See the Configuring Client Listeners section for more information.

8.4. Global Event Configuration

  • hazelcast.event.queue.capacity: default value is 1000000

  • hazelcast.event.queue.timeout.millis: default value is 250

  • hazelcast.event.thread.count: default value is 5

A striped executor in each cluster member controls and dispatches the received events. This striped executor also guarantees the event order. For all events in Hazelcast, the order in which events are generated and the order in which they are published are guaranteed for given keys. For map and multimap, the order is preserved for the operations on the same key of the entry. For list, set, topic and queue, the order is preserved for events on that instance of the distributed data structure.

To achieve the order guarantee, you make only one thread responsible for a particular set of events (entry events of a key in a map, item events of a collection, etc.) in StripedExecutor (within com.hazelcast.util.executor).

If the event queue reaches its capacity (hazelcast.event.queue.capacity) and the last item cannot be put into the event queue for the period specified in hazelcast.event.queue.timeout.millis, these events are dropped with a warning message, such as "EventQueue overloaded".

If event listeners perform a computation that takes a long time, the event queue can reach its maximum capacity and lose events. For map and multimap, you can configure hazelcast.event.thread.count to a higher value so that fewer collisions occur for keys, and therefore worker threads do not block each other in StripedExecutor. For list, set, topic and queue, you should offload heavy work to another thread. To preserve order guarantee, you should implement similar logic with StripedExecutor in the offloaded thread pool.

9. Hazelcast Jet

This chapter briefly describes Hazelcast Jet. For detailed information and Jet documentation, please visit jet.hazelcast.org.

9.1. Overview

Hazelcast Jet, built on top of the Hazelcast IMDG, is a distributed processing engine for fast stream and batch processing of large data sets. It reuses the features and services of Hazelcast IMDG, but it is a separate product with features not available in IMDG.

With Hazelcast IMDG providing storage functionality, Jet performs parallel execution in a Hazelcast Jet cluster, composed of Jet instances, to enable data-intensive applications to operate in near real-time. Jet uses green threads (threads that are scheduled by a runtime library or VM) to achieve this parallel execution.

Since Jet uses Hazelcast IMDG’s discovery mechanisms, it can be used both on-premises and on the cloud environments. Hazelcast Jet typically runs on several machines that form a cluster.

9.1.1. How You Can Use It

The Pipeline API is the primary high-level API of Hazelcast Jet for batch and stream processing. This API is easy-to-use and set-up providing you with the tools to compose batch computations from building blocks such as filters, aggregators and joiners - saving time and resource. With Pipeline API, you can build bounded and unbounded data pipelines on a variety of sources and sinks.

In addition to the Pipeline API, Jet also offers a distributed implementation of java.util.stream. You can express your computation over any data source Jet supports using the familiar API from the JDK 8. This distributed implementation can be used for simple transform and reduce operations on top of IMap and IList.

There is also Jet’s Core API for advanced users to build custom data sources and sinks, to have a low-level control over the data flow, to fine-tune performance and build DSLs.

See the Work with Jet section in the Hazelcast Jet Reference Manual to see a simple example.

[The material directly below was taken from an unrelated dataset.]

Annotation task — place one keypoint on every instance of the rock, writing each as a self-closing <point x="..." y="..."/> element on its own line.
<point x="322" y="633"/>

9.1.2. Where You Can Use It

Hazelcast Jet is appropriate for applications that require a near real-time experience such as operations in IoT architectures (house thermostats, lighting systems, etc.), in-store e-commerce systems and social media platforms. Typical use cases include the following:

  • Real-time (low-latency) stream processing

  • Fast batch processing

  • Streaming analytics

  • Complex event processing

  • Implementing event sourcing and CQRS (Command Query Responsibility Segregation)

  • Internet-of-things (IoT) data ingestion, processing and storage

  • Data processing microservice architectures

  • Online trading

  • Social media platforms

  • System log events

The aforementioned use cases require huge amounts of data to be processed in near real-time. Hazelcast Jet achieves this by processing the incoming records as soon as possible, hence lowering the latency, and ingesting the data at high-velocity. Jet’s execution model and keeping both the computation and data storage in memory enables high application speeds.

9.1.3. Data Processing Styles

The data processing is traditionally divided into batch and stream processing.

Batch data is considered as bounded, i.e., finite, and fast batch processing typically may refer to running a job on a data set which is available in a data center. You simply provide one or more pre-existing datasets and order Hazelcast Jet to mine them for the information you need.

Stream data is considered as unbounded, i.e., infinite, and infinite stream processing deals with in-flight data before it is stored. It offers lower latency; data is processed on-the-fly and you do not have to wait for the whole data set to arrive in order to run a computation.

9.2. Relationship with Hazelcast IMDG

Hazelcast Jet leans on Hazelcast IMDG for cluster management and deployment, data partitioning and networking; all the services of IMDG are available to your Jet Jobs (units of work which are executed). A Jet instance is also a fully functional Hazelcast IMDG instance and a Jet cluster is also a Hazelcast IMDG cluster.

A Jet job is implemented as a Hazelcast IMDG proxy, similar to the other services and data structures in Hazelcast. Hazelcast operations are used for different actions that can be performed on a job. Jet can also be used with the Hazelcast Client, which uses the Hazelcast Open Binary Protocol to communicate different actions to the server instance.

In the Hazelcast Jet world, Hazelcast IMDG can be used for data ingestion prior to processing, connecting multiple Jet jobs, enriching processed events, caching the remote data, distributing Jet-processed data and running advanced data processing tasks on top of IMDG data structures.

Hazelcast Jet can use Hazelcast IMDG’s IMap, ICache and IList on the embedded cluster as sources (data structures from which Jet reads data) and sinks (data structures to which Jet writes data). IMap and ICache are partitioned data structures distributed across the cluster and Jet members can read from these structures by having each member read just its local partitions. Hazelcast IMDG’s IList is stored on a single partition; all the data is read on the single member that owns that partition. See the IMap and ICache and IList sections in the Hazelcast Jet Reference Manual to learn how Jet uses these IMDG data structures. In addition to these data structures, Jet can also process a stream of changes of IMap and ICache, using the Event Journal.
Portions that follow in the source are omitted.